7 – There is no master program. Find a program and stick with it. Don’t be a cafeteria crossfitter and do one WOD from Invictus and then the next day from Outlaw and then where ever else the next day, all while trying to do an Endurance WOD or Gymnastics WOD sprinkled in. If you do, you will end up as a giant ball of hurt doing nothing but Mobility WODs. Slow Progress is still progress.
8 – Train. Every day is not a 1RM day. Know the difference between training and testing.
9 – Go to Bed. Turn off the TV and go to sleep. 8 Hours. There is no such thing as catching up on sleep, you either got it or you didn’t.
10 – Soreness is an injury. If it hurts there is a reason for it. Your muscles have been damaged, and in most cases this is the type of damage that we want to so can rebuild stronger. Do your mobility, do your warm ups. Everything plays together. If you do a lot of pullups one day, then your lats will be tight and it might be the reason you are missing those squat cleans the next day. If you do Annie one day, and the Overhead squats the next day, then you are going to have to work twice as hard to keep your core tight.
11 – Consistency is the secret to life. Nothing good just happens, you have to work for it. One workout will not make you, and one cheat meal will not break you.
12 – Earn your carbs. Carbs are not the enemy. Too much carbs is the enemy. Your diet should match your activity level. Nutrition is not about being low-carb, but being low crap.
13 – Try a little bit of everything, and worry about nothing. This applies to food, working out and life. If you eat a little of everything you will never eat too much of one thing. If you only ever lift, then get out and run sometimes, or play a new sport. Get out and have an adventure. Happiness comes from the memories we create, not anything we can ever buy at a store.

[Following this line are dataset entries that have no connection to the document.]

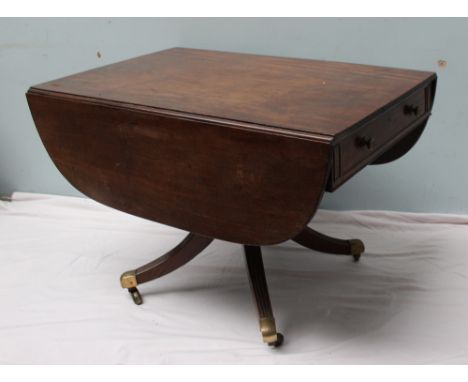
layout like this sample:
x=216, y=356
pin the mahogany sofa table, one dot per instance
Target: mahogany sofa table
x=228, y=146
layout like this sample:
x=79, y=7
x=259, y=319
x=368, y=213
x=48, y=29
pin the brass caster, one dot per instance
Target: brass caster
x=278, y=342
x=357, y=248
x=269, y=334
x=136, y=296
x=128, y=281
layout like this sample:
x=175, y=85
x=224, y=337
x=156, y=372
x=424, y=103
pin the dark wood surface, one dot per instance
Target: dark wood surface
x=230, y=146
x=318, y=97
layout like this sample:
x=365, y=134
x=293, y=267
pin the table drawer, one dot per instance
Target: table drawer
x=358, y=148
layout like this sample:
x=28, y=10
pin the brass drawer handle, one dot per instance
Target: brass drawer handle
x=365, y=141
x=411, y=109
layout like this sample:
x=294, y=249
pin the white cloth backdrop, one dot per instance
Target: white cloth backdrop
x=61, y=301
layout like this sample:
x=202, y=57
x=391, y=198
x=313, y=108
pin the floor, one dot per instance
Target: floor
x=405, y=302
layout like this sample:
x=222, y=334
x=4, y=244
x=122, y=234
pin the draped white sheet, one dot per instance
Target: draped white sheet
x=61, y=301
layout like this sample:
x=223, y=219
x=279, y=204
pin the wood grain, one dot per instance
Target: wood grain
x=302, y=95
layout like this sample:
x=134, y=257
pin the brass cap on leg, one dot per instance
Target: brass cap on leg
x=269, y=333
x=356, y=247
x=128, y=280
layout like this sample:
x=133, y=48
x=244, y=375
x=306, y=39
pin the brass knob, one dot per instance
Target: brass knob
x=411, y=109
x=365, y=141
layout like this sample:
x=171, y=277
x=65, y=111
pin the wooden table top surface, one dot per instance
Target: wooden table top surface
x=308, y=96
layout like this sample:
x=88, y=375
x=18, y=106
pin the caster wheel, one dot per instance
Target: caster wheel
x=136, y=296
x=279, y=341
x=356, y=249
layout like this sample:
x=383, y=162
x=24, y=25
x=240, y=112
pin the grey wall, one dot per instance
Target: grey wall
x=432, y=177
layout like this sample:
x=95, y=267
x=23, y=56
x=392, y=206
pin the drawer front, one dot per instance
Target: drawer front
x=362, y=145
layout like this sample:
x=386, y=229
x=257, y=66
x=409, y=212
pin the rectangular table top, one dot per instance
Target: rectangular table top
x=307, y=96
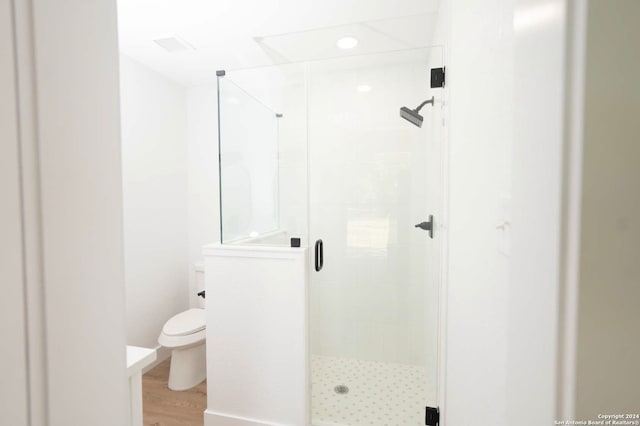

14 – Don’t be weird. It is important to maintain good nutrition and to have a good training plan, but nothing will drive away friends faster than refusing an invitation because you are on a diet. Your friends may understand if you have a competition coming up that you need to prepare for, or that you are staying away from sweets. But there is a big difference between being a badass and just coming off as an asshole. Have a piece of cake from time to time, just don’t eat the whole thing.
15 – “Don’t do anything by half. If you love someone, love them with all your soul. When you go to work, work your ass off. When you hate someone, hate them until it hurts.” – Henry Rollins
If you made it to the gym you owe it yourself not to half-ass anything. Sometimes giving your all might be a run, other days it might only be a crawl, but you come in for a reason, don’t cheat yourself out of that reason.
16 – Home. So somewhere in the last few years life decided to step on the gas pedal. Sometimes it is all you can do to just get a chance to come up for air. But at the same time you don’t want it to slow down. Family puts things in perspective. At the end of the day all we really have is our health and those around us.